Я чувствую, как мои щёки начинают гореть от смущения. Боже мой, это американское выражение, а он ирландец. Конечно. Господи…

— Я не против, Энрика. Мне это нравится. Я предпочитаю доставлять женщине удовольствие разными способами, пока восстанавливаюсь. Я говорил, что секс порой у меня очень долгий, и женщины могут потерять сознание или почувствовать себя плохо. Поэтому я выбираю тех, у кого есть опыт.

Теперь мне плохо. Мне очень плохо. Пожалуйста, пусть он прекратит. Ненавижу все эти разговоры. Они меня… смущают.

— Я тебе точно не подхожу. Я не имею ни малейшего опыта, — резко произношу я, надеясь, что на этом всё закончится.

— Ты девственница, Энрика? — И хоть бы капельку удивления в голосе или возмущения, или чего-то ещё. Нет. Я не понимаю его эмоций.

— Хм, нет.

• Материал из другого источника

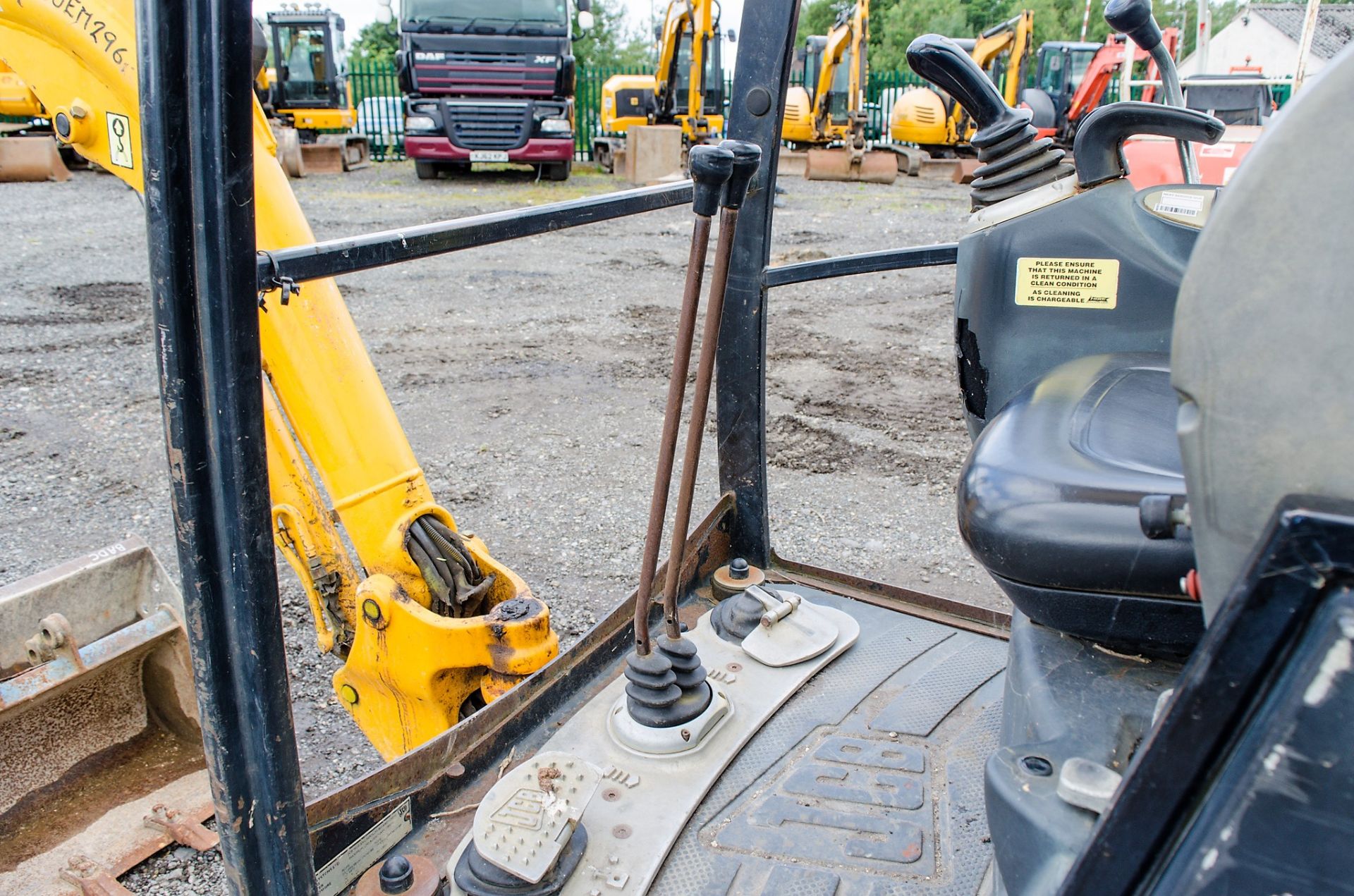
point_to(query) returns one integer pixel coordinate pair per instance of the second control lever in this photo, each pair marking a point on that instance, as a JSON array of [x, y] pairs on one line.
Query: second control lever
[[1015, 157], [1135, 19]]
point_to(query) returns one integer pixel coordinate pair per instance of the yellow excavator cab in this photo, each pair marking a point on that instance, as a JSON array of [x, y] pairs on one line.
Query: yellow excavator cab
[[627, 101], [688, 88], [830, 119], [307, 91]]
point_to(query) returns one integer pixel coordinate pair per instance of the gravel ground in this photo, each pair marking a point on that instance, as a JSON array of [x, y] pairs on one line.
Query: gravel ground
[[530, 379]]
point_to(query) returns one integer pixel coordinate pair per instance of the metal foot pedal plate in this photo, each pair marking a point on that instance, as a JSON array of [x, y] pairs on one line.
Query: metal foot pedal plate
[[645, 802]]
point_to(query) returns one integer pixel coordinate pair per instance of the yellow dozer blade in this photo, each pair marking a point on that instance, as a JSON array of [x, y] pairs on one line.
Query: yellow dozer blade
[[846, 164], [101, 753], [30, 159]]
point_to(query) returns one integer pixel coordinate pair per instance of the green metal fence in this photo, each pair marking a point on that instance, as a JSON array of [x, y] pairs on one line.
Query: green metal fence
[[381, 107]]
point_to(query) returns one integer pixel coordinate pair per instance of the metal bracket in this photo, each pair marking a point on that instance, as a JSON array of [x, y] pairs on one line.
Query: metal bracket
[[182, 828], [92, 879]]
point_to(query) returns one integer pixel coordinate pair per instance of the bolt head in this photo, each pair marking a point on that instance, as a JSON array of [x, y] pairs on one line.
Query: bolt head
[[1037, 766]]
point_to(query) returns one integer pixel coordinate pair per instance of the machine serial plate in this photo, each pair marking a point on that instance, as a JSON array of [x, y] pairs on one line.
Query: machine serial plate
[[363, 853]]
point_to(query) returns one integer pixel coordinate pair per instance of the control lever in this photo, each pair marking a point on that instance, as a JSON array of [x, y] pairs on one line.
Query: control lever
[[668, 687], [711, 168], [746, 160], [1100, 140], [1135, 19], [1015, 159]]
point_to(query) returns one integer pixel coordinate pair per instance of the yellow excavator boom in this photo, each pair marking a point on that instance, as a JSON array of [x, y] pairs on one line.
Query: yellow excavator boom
[[836, 111], [420, 612], [654, 99]]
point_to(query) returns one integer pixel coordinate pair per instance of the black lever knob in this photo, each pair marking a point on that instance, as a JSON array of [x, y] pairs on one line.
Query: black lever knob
[[1100, 141], [1135, 19], [944, 64], [711, 168], [1015, 159], [746, 161]]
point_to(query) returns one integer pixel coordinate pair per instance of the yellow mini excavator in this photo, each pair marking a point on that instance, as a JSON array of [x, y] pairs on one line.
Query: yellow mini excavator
[[934, 121], [306, 94], [828, 114], [429, 625], [688, 88]]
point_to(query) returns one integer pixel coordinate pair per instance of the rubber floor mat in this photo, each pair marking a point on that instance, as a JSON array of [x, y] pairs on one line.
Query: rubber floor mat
[[870, 781]]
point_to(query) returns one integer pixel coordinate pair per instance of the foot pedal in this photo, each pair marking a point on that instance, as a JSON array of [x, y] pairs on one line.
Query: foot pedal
[[791, 630], [527, 821]]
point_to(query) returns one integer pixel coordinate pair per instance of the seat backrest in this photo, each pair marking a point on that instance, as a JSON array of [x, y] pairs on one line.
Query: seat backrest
[[1264, 332]]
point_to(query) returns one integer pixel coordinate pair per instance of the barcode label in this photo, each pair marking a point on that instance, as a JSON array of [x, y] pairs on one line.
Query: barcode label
[[1177, 203]]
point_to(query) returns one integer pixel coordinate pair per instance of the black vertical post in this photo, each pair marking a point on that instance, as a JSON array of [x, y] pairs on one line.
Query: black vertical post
[[765, 49], [198, 156]]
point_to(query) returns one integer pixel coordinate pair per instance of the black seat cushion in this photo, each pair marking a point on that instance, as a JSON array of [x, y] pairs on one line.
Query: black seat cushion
[[1049, 503]]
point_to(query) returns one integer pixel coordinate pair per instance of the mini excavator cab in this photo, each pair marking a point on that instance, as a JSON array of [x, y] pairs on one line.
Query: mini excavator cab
[[309, 59], [799, 730]]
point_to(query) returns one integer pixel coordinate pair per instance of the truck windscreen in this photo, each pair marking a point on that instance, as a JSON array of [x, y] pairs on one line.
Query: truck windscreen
[[487, 16]]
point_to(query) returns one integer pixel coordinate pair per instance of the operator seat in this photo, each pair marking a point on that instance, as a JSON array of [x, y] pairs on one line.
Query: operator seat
[[1049, 503], [1074, 417]]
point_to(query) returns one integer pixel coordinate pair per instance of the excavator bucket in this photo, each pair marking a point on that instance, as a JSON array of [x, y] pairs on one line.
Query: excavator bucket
[[30, 159], [101, 753], [334, 153], [841, 164]]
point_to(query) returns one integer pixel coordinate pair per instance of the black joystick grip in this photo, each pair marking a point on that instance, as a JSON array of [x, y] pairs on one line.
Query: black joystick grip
[[1135, 19], [746, 160], [710, 168], [1100, 141], [1015, 157], [944, 64]]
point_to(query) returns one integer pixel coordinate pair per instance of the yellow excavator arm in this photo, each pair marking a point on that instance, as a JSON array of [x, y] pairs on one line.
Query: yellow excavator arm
[[1012, 37], [846, 47], [836, 110], [649, 99], [17, 98], [422, 613]]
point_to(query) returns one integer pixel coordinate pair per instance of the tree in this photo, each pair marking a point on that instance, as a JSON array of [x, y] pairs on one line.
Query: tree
[[377, 42], [609, 44], [818, 16]]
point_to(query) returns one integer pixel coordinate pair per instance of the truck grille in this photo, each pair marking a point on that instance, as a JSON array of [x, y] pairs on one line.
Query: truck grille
[[489, 125], [485, 73]]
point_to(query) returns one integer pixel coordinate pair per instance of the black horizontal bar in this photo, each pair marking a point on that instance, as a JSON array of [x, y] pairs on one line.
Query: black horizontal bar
[[391, 247], [846, 266]]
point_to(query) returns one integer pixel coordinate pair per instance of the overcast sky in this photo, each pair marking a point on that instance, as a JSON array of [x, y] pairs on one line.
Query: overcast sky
[[638, 16]]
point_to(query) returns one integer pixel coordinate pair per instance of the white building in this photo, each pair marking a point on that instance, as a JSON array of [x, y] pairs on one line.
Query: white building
[[1267, 34]]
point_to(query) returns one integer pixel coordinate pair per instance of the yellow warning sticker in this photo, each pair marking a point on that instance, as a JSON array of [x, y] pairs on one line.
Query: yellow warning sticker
[[1067, 283]]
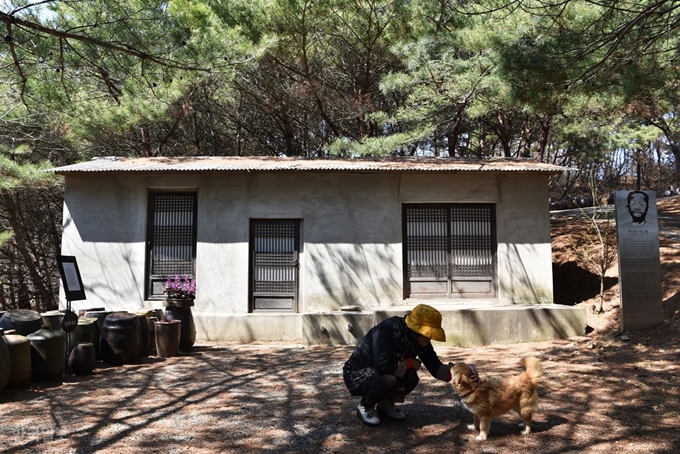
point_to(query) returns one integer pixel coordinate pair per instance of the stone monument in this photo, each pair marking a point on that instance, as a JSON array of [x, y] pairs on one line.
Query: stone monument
[[637, 230]]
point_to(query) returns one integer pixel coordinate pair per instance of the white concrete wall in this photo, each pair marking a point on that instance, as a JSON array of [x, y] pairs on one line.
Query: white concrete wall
[[351, 235]]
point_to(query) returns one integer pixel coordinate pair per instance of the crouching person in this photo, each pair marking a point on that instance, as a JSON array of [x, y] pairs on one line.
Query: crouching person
[[384, 366]]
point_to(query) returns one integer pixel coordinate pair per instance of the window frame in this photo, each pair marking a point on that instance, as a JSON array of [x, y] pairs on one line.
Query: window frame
[[154, 281]]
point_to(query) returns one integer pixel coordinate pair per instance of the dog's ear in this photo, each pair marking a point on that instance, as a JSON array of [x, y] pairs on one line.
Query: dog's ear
[[458, 372]]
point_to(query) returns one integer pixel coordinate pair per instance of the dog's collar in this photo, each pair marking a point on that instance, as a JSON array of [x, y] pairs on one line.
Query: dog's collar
[[466, 394]]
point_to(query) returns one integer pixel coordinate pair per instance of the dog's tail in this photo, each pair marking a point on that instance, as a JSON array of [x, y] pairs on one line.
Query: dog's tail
[[533, 368]]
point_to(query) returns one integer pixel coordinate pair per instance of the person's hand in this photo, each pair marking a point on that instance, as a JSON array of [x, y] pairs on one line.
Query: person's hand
[[474, 376], [403, 366]]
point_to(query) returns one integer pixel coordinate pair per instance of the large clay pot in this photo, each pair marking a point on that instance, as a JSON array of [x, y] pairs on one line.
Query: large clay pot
[[20, 356], [167, 337], [183, 313], [5, 362], [82, 359], [48, 354], [119, 342], [23, 321], [87, 330]]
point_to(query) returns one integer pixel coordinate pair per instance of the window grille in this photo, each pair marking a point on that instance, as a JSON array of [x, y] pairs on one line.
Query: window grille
[[449, 250], [171, 238], [274, 253]]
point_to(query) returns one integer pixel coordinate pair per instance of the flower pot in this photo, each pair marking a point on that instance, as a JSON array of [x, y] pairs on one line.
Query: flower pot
[[188, 334], [167, 335]]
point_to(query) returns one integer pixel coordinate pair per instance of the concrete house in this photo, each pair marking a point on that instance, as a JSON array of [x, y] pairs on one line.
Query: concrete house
[[319, 250]]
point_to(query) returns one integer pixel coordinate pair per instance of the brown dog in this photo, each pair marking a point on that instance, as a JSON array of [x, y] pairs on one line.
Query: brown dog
[[492, 397]]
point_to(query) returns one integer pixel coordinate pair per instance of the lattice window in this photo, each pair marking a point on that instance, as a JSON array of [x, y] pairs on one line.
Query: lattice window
[[274, 249], [172, 238], [449, 250]]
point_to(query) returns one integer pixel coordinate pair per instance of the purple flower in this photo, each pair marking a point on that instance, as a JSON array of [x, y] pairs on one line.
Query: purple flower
[[180, 288]]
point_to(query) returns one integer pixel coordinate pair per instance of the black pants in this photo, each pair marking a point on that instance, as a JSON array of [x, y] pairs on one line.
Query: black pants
[[379, 387]]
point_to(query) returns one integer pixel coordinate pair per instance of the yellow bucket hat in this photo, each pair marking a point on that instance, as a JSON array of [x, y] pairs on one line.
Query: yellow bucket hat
[[426, 320]]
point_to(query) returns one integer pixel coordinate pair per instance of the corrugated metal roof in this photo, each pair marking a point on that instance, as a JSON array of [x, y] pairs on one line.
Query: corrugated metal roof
[[285, 164]]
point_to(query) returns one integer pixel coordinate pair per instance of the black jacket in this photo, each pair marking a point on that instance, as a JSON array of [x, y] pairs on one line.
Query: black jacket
[[382, 348]]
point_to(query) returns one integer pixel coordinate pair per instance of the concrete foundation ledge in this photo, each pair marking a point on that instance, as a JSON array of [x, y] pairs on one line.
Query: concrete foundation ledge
[[248, 327], [476, 325], [465, 325]]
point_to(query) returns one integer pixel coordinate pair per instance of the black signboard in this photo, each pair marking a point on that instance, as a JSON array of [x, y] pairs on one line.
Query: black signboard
[[70, 277]]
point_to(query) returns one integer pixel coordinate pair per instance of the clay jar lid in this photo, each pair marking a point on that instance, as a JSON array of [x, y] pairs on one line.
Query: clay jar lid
[[45, 333]]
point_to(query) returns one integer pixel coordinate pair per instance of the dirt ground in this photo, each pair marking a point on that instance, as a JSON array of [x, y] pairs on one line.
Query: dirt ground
[[604, 392]]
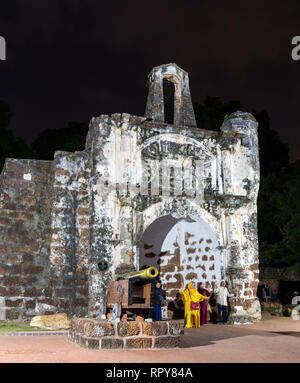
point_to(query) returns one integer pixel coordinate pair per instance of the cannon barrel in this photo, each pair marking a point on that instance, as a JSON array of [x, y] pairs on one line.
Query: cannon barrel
[[149, 273]]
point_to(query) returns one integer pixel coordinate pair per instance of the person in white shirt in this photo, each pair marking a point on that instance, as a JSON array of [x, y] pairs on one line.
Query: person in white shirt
[[222, 294]]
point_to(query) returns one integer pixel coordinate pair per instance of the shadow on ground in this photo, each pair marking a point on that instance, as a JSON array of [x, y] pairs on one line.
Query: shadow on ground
[[211, 333]]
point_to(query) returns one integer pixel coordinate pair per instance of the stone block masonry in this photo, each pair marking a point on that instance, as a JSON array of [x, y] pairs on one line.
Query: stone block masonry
[[24, 238], [101, 334], [142, 193]]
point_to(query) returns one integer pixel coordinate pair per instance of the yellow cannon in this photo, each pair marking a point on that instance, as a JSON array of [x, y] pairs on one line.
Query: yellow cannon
[[149, 273], [136, 289]]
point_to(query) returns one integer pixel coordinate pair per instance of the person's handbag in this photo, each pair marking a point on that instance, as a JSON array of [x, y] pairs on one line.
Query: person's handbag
[[195, 305]]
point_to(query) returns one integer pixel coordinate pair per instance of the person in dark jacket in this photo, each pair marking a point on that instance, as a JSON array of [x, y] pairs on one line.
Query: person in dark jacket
[[158, 300]]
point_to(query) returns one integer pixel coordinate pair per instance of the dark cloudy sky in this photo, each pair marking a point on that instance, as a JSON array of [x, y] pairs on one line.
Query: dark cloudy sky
[[69, 60]]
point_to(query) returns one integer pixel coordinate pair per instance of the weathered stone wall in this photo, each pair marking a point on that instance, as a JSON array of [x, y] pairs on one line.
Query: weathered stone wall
[[101, 334], [70, 225], [142, 192], [24, 237]]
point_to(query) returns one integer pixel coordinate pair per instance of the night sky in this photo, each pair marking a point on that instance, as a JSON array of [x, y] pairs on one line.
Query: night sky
[[70, 60]]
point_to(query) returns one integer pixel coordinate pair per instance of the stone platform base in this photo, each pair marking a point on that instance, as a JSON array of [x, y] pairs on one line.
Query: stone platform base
[[100, 334]]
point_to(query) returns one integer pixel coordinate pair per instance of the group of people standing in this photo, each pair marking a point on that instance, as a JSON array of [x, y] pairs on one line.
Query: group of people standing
[[196, 303]]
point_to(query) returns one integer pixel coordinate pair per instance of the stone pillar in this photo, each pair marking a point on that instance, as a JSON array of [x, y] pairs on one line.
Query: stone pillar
[[242, 163]]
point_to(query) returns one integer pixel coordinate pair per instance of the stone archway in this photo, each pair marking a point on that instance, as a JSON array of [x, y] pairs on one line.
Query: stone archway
[[184, 249]]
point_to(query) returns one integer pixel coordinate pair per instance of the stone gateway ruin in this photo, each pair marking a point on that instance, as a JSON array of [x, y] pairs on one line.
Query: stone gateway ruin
[[143, 193]]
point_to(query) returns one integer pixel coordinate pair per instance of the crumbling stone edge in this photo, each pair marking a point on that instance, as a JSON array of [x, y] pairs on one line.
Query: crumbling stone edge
[[100, 334]]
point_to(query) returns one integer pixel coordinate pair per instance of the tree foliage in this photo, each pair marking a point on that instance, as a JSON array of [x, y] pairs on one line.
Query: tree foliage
[[70, 139], [10, 145]]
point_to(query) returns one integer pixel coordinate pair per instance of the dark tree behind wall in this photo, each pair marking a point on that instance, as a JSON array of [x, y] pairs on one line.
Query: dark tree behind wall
[[278, 200]]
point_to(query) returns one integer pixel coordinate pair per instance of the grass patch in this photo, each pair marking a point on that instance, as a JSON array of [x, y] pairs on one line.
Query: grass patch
[[10, 326]]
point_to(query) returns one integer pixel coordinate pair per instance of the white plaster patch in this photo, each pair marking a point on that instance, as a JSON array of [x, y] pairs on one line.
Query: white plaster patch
[[27, 176]]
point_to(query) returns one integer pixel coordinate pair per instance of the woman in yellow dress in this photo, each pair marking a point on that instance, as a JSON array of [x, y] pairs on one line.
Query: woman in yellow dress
[[191, 317]]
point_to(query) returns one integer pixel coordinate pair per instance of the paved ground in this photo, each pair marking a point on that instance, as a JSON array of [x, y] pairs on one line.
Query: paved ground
[[274, 339]]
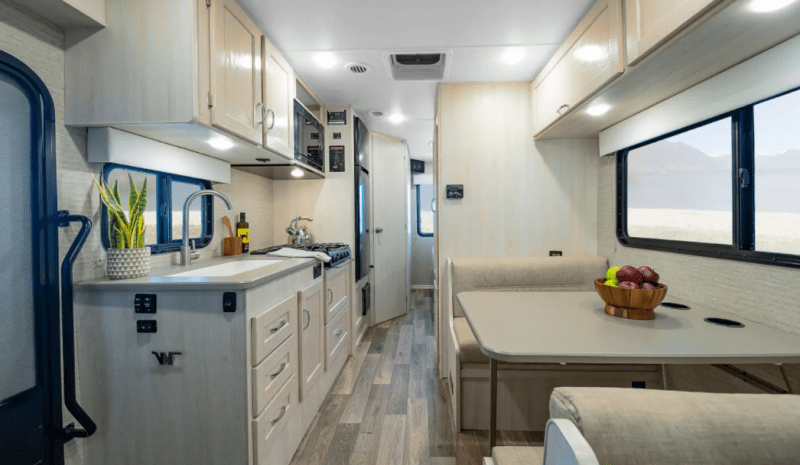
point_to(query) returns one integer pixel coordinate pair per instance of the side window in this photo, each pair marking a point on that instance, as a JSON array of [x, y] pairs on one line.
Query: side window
[[425, 202], [164, 213]]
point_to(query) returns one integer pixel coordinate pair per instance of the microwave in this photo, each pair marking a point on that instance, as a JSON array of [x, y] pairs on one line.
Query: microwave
[[309, 138]]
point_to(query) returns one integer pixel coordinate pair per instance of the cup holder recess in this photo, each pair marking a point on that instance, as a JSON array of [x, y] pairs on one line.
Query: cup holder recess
[[724, 322], [675, 305]]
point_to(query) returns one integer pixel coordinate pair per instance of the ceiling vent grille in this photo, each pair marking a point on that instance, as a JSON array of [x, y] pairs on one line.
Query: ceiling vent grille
[[358, 68], [422, 66]]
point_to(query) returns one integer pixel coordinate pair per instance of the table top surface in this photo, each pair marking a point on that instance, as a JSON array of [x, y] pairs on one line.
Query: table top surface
[[571, 327]]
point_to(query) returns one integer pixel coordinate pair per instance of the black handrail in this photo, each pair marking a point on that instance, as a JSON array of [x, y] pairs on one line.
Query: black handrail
[[68, 328]]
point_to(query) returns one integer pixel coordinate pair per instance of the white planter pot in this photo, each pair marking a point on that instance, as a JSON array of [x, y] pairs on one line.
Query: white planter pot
[[127, 263]]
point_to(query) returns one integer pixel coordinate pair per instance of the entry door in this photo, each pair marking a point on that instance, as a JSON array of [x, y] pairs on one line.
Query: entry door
[[390, 187], [30, 379]]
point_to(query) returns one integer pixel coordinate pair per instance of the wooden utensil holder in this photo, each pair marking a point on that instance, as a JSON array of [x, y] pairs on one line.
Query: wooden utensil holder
[[232, 246]]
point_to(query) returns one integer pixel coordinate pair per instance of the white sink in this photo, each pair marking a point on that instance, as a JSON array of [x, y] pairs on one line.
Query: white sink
[[226, 269]]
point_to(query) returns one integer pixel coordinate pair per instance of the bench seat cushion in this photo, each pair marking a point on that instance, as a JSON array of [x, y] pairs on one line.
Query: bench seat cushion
[[518, 455]]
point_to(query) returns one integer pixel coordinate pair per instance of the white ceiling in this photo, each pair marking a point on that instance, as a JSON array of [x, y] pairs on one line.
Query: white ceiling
[[365, 31]]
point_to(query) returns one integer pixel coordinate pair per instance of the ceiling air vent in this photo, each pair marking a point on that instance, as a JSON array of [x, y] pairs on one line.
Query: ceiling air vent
[[418, 66], [358, 68]]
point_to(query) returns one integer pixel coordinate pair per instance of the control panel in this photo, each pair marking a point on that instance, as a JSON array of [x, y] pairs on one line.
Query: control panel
[[336, 161]]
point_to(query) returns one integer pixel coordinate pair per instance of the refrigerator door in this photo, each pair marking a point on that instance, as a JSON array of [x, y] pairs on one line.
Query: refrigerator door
[[362, 224]]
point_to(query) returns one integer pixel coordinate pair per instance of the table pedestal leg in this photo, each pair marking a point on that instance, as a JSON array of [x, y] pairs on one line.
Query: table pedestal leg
[[492, 404]]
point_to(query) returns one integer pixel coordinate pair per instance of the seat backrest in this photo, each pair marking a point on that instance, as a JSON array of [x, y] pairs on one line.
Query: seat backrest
[[525, 274]]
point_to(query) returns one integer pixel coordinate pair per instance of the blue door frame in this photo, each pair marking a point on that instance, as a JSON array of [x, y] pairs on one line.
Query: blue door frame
[[31, 421]]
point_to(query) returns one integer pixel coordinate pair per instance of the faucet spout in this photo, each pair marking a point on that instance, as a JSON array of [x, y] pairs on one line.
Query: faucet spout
[[186, 251]]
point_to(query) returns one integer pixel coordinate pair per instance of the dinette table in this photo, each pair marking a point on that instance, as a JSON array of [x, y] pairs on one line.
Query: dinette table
[[571, 327]]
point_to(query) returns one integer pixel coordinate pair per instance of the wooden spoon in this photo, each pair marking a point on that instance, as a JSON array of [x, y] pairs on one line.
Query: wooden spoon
[[227, 222]]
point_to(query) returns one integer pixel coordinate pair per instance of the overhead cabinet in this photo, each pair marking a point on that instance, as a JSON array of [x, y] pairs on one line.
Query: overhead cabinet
[[649, 23], [195, 74], [590, 58]]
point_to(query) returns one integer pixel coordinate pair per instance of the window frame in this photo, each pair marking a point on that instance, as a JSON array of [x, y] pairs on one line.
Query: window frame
[[742, 247], [164, 205], [419, 216]]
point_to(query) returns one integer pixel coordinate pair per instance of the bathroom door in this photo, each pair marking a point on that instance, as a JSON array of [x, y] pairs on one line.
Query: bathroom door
[[30, 376]]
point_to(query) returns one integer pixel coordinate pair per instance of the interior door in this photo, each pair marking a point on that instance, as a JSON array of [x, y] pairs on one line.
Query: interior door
[[237, 104], [30, 376], [390, 172], [311, 347], [278, 77]]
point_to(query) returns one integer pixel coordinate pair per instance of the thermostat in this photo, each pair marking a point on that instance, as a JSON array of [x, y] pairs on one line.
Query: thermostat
[[455, 191]]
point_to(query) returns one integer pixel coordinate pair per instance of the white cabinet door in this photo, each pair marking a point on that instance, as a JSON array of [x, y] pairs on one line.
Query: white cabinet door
[[589, 59], [237, 104], [311, 338], [279, 101], [649, 23]]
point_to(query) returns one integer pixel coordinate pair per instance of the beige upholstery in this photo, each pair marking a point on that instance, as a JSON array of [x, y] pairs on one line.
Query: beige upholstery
[[470, 351], [525, 274], [518, 455], [637, 426]]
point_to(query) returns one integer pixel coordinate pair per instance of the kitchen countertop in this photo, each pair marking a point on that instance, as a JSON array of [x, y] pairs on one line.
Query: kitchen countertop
[[160, 279]]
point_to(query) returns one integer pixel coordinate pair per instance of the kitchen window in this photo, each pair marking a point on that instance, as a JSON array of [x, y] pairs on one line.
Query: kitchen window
[[425, 210], [726, 188], [163, 217]]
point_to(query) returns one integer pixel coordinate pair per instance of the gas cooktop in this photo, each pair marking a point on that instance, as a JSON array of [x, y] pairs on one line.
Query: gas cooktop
[[338, 252]]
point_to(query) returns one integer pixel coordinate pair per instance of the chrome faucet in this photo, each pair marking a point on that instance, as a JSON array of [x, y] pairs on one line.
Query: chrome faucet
[[186, 250]]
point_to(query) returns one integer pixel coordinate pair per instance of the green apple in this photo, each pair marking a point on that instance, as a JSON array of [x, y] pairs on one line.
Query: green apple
[[611, 274]]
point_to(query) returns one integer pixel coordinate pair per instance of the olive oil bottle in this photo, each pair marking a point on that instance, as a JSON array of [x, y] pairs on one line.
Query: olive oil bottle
[[243, 231]]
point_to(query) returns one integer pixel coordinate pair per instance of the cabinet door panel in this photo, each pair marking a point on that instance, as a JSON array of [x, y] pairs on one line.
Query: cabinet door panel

Но после того, как меня избили, знаешь, всё желание пропало, — едко припоминаю я.

— Ты всегда будешь меня ненавидеть за это. Я могу сделать так, чтобы перед тобой извинились или прикажу, чтобы моего помощника избили. Тебе легче станет?

— Боже, нет. Не надо никого бить! — Повышаю с ужасом голос.

— Тогда скажи мне, чего ты хочешь, чтобы забыть об этом. Я извинился. Я не знаю, что мне ещё сделать за эту ошибку. Я не отдавал приказа избивать девушку. Я отдал приказ привезти её ко мне для разговора, но мой помощник решил, что так она расколется быстрее. Я опоздал на рейс, потому что моей бабушке стало плохо. Мне пришлось побыть с ней в больнице, и я опоздал. Прости, что я опоздал, — и снова ни капли сожаления в голосе. Робот. Но его слова вызывают у меня стыд. Он может и, правда, быть ни при чём. Я не могу забыть… не могу. Я понимаю, что он не может отвечать за поступки других людей, теперь уже мёртвых людей, но я боюсь, что в этой истории что-то нечисто.

— Я…я постараюсь больше об этом не говорить, — шепчу я.

— Ты должна об этом говорить со мной, Энрика. Если ты скажешь мне, как себя чувствовала, то мне будет проще понять тебя и как тебе помочь.

— Не надо мне помогать. Что это за пунктик считать, что мне нужна твоя помощь? — Зло огрызаюсь я.

— Потому что это правда. Тебе нужна моя помощь. Ты не примешь её, но я всё равно буду пытаться.

— Зачем? Не понимаю зачем? Это что, отмаливание грехов или ты выбрал себе жертву в моём лице, чтобы избавиться от чувства вины? Не понимаю, — мотаю головой.

— Да, ты мой грех. Но мне он очень нравится. Я грешу каждую минуту с тобой. Я не могу остановиться. Да, я испытываю чувство вины. Но не это стало причиной, почему я свихнулся на тебе, Энрика.

— Тогда что? Что? — Всплёскиваю руками, требуя ответа.

— Я скажу тебе. Чуть позже. Сейчас я за рулём, и я не готов говорить об этом. Мне нужно немного своего пространства. Это моя защита.